The primary objective of our proposed registry for undiagnosed patients is to describe the population of patients, that remain undiagnosed and accompany them on the path to diagnosis while describing the natural course of their disease.

Secondary objectives are to facilitate research regarding rare diseases: As soon as a patient is diagnosed with a rare disease and agrees to data-sharing, the collected data set can be transferred to a disease-specific registry, if such a registry exists. This helps in gaining patients and data for disease-specific research questions as well as connecting different centres of expertise to work together more closely. Another objective is to help diagnosing patients earlier based on case-similarity analysis. By comparing the current and past clinical symptoms, objective findings and diagnoses of new patients with those who already received a diagnosis, possible similarities could mean, that the underlying diseases are the same.
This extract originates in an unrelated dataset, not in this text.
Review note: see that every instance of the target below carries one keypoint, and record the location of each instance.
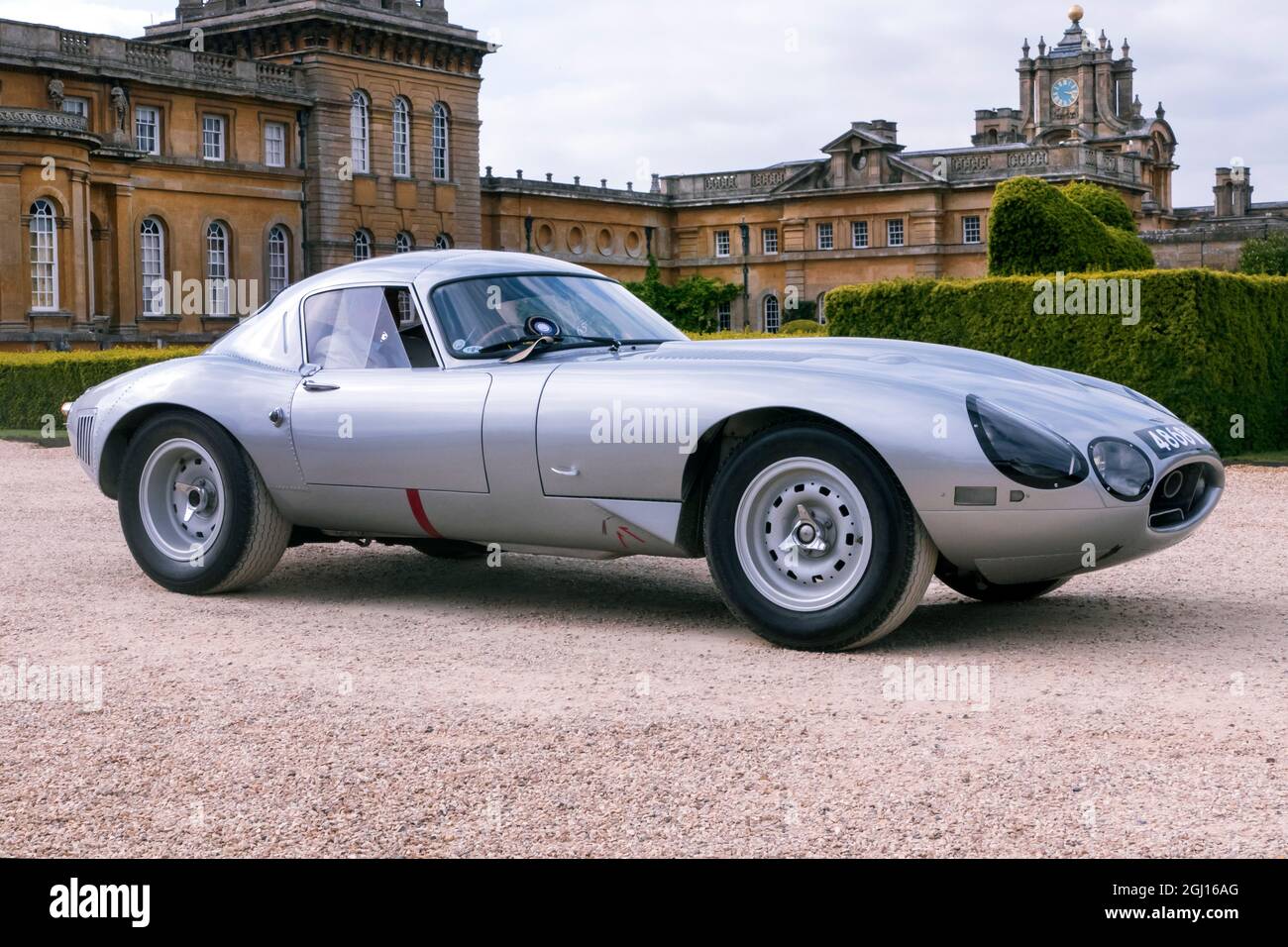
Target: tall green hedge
(34, 384)
(1035, 227)
(1209, 346)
Additionally, very similar case histories of a number of undiagnosed patients could also help to identify patient cohorts for further targeted research.

Possible future objectives may also be the description of patient journeys and identifying structural problems in the health-care-system and to assess the quality of care of the particular centres of rare diseases, for example by including patient satisfaction reports as well as connecting undiagnosed patients and empowering them to advocate their needs in society. For these purposes though, new modules of data sets need to be developed.

With these objectives in mind, the key stakeholders of our proposed registry are the patients, the physicians treating them and the researchers in the centres for rare diseases. Despite the recommendation of Kodra et al. [32] to include all key stakeholders from the beginning in the process of developing a registry, we did not include patients in this process, as currently no patient-organization for undiagnosed patients exists in Germany.

To develop a registry for undiagnosed patients, a software for data acquisition and storage, an appropriate data set and an applicable terminology/classification system for the data used is needed [32].

Registry software

We have used the open-source software OSSE [21] as a framework for the registry for undiagnosed patients. This software enables users—even with limited IT-knowledge—to create registry data schemes for the individual purpose. The data items are specified as data elements in a metadata storage, where they can be retrieved to be re-used as templates in future registries. This openly accessible metadata, and the possibility for researchers to get an impression of the data a registry collects, without forcing the registry to centrally disclose their data allow for a wide interoperability with other registries and research facilities. This in turn enables the researcher on the one hand to decide, which registries can provide appropriate data and on the other hand formulate a detailed inquiry for data using a so called OSSE decentral search inquiry [23].

Another strong point of the OSSE software is data protection. For pseudonymization, OSSE uses a broadly established open-source software, Mainzelliste, developed by the University Medical Centre of the Johannes Gutenberg University Mainz [33, 34]. OSSE also offers templates for patient information and declaration of consent. For further information on the software see [21].

As mentioned above, OSSE complies with the FAIR data principles, ensures data protection, is easy to use by registry personnel, was developed by IT-specialists on our site and therefore fulfils all requirements of an IT-system according to the recommendations of Kodra et al. [32].

Data set and coding

The basis of our work was the minimal data set for rare disease patient registries recommended for European cooperation Version 3.0 (see. Table 1). Version 3.0 differs only in minor aspects from Version 0.1 [35], which itself has been built based on the French minimal data set RD MDS v1.08 [36].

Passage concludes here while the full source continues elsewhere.